He tells me about an Enchanté group chat where the team drops in photo inspiration nearly every day. Ricciardo recently shared a shot of a guy in a small town wearing a vintage t-shirt of a tow-truck company. He also shares photos of him and his dad at race tracks back in the ’90s, hoping to spark an idea for an Enchanté release. “A piece of a collection has never been a surprise to me. I’m always across it,” Ricciardo says. “And sometimes I might push back, but then they’ll push back and say, ‘Look, we think this is right.’ And I surrender.” He starts to laugh. “But there’s always a back and forth.”
Ricciardo is continuously self-depracating about his design chops, stressing that he has no formal training and emphasizing that “real designers” framing. But it would be wrong to read that as a willingness to move to the sideline or sacrifice his core vision.
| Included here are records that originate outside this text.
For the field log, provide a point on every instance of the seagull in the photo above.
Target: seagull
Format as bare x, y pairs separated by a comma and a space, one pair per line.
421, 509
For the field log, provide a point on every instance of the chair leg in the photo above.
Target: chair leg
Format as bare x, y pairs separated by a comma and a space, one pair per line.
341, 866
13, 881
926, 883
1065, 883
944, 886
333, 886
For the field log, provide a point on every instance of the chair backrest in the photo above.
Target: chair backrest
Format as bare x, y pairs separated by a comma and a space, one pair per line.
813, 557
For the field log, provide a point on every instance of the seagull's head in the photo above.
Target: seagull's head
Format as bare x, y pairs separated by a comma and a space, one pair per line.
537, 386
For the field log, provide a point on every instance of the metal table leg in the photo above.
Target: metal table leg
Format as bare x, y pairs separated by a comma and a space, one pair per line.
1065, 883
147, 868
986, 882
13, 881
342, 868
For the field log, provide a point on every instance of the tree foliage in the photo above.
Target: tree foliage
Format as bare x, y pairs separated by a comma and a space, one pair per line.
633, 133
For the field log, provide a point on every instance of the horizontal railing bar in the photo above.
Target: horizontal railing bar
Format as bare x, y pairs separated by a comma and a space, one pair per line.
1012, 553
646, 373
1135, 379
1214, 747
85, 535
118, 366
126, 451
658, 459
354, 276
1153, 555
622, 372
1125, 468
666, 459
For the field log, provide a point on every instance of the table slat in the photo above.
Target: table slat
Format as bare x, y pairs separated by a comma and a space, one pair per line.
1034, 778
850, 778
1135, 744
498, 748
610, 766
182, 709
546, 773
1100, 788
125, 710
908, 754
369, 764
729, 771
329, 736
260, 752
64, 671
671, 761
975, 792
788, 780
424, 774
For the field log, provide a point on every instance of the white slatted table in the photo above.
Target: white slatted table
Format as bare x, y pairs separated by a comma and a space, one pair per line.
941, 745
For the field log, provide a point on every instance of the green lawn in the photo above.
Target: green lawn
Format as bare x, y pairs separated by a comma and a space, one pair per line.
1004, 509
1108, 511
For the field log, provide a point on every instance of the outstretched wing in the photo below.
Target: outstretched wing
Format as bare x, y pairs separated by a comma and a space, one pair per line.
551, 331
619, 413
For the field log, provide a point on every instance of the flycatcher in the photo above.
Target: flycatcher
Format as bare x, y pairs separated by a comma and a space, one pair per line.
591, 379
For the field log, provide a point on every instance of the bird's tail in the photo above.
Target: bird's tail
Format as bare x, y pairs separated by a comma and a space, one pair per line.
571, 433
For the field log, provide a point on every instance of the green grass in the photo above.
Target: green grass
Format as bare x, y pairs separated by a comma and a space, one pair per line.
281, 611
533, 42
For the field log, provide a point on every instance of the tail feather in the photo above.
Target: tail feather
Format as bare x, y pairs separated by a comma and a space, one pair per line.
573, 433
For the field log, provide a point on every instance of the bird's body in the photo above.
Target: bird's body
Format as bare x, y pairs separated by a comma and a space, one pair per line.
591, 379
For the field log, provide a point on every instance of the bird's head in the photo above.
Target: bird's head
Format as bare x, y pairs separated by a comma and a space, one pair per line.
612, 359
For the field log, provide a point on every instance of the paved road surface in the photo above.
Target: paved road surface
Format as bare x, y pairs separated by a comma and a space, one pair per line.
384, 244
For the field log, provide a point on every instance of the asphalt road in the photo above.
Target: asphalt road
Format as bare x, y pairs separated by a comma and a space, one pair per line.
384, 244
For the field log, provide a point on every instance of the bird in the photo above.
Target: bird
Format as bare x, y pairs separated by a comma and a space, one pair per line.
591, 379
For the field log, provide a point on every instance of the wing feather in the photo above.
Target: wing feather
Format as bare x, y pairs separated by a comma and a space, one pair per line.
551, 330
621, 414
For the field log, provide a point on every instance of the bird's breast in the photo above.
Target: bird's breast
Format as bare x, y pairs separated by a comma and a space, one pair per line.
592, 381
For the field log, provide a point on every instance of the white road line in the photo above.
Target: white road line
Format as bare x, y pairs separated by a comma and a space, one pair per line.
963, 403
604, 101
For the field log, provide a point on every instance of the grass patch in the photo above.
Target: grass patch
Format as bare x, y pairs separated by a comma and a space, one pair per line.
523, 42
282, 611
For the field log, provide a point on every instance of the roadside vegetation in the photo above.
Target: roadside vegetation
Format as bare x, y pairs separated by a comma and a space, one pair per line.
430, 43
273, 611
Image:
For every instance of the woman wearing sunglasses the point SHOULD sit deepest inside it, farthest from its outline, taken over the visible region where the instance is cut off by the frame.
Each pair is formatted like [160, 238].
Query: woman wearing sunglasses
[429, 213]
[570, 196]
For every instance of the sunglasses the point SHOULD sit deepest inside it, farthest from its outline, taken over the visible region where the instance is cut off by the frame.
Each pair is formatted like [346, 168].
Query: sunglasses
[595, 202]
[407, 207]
These last twelve months have been an adjustment, he admits. For 14 years, he lived life at a Formula 1 pace: flights every week, schedules micromanaged down to the minute, a whole team chasing perfection. It was an existence where a hundredth of a second meant the world.
“It can probably frustrate at times, but I think it can also be appreciated. Like, yes, Daniel can be fucking annoying, but he also really cares, and he’s looking at every detail,” Ricciardo says, grinning. “I think it’s just acknowledging that F1 is literally on another planet, and I can keep some things from that, but a lot of it, I just need to let go.”
“Everyday life just does not operate like F1,” he continues, “and if you treat it like that, you will just go crazy.”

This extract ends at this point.